During the initial phase, starting now, EU importers will be required to report the greenhouse gas emissions produced during the production of imported iron and steel, aluminum, cement, electricity, fertilizers, and hydrogen. From 2026 onwards, importers will need to purchase certificates to cover these CO2 emissions, leveling the playing field between EU industries that purchase permits from the EU carbon market and foreign producers. The goal is to encourage global adoption of greener production methods and prevent European manufacturers from shifting production to countries with lower environmental standards. The CBAM is also intended to ensure that EU industries do not lose out to international competitors while they invest in meeting the EU’s target of cutting net emissions by 55% by 2030 from 1990 levels.

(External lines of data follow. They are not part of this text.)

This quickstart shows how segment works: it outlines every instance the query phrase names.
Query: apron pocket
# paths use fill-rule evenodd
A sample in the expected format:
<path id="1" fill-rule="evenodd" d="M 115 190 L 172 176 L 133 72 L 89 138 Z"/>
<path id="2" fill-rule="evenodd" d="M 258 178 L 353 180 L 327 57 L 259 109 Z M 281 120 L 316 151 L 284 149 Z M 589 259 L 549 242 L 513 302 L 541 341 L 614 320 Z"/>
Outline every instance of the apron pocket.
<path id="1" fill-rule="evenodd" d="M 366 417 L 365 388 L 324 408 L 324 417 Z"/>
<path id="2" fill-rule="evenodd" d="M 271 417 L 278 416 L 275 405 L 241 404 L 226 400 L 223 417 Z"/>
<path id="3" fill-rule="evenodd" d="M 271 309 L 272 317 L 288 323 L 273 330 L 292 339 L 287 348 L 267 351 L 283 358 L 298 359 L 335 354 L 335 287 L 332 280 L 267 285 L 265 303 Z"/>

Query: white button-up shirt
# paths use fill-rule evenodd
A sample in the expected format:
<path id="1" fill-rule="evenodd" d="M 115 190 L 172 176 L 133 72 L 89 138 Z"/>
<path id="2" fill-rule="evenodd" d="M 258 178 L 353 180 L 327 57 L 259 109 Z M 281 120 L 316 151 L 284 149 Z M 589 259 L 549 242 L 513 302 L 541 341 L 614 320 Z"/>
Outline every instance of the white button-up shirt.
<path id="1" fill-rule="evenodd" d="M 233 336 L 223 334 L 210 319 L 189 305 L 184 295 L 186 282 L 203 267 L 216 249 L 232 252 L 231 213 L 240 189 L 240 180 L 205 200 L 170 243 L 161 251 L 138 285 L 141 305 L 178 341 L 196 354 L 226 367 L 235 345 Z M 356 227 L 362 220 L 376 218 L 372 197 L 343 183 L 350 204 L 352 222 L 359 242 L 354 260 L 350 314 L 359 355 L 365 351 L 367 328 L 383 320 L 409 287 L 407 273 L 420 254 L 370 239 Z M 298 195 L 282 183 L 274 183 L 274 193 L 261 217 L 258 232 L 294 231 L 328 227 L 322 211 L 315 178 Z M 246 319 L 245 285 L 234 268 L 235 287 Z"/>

According to the European Commission, the border levy complies with World Trade Organization rules by treating foreign and domestic firms equally and allowing deductions from the border fees for any carbon prices already paid abroad. The EU insists that the CBAM is not about trade protection but rather about protecting the EU’s climate ambition and raising global climate ambition overall. The initial phase will serve as a test to determine the effectiveness of the CBAM in preventing the relocation of industrial production to countries with less ambitious climate policies. While European companies and trade partners such as China, Turkey, and the US have refrained from commenting on the launch, they anticipate minimal impact during the trial phase.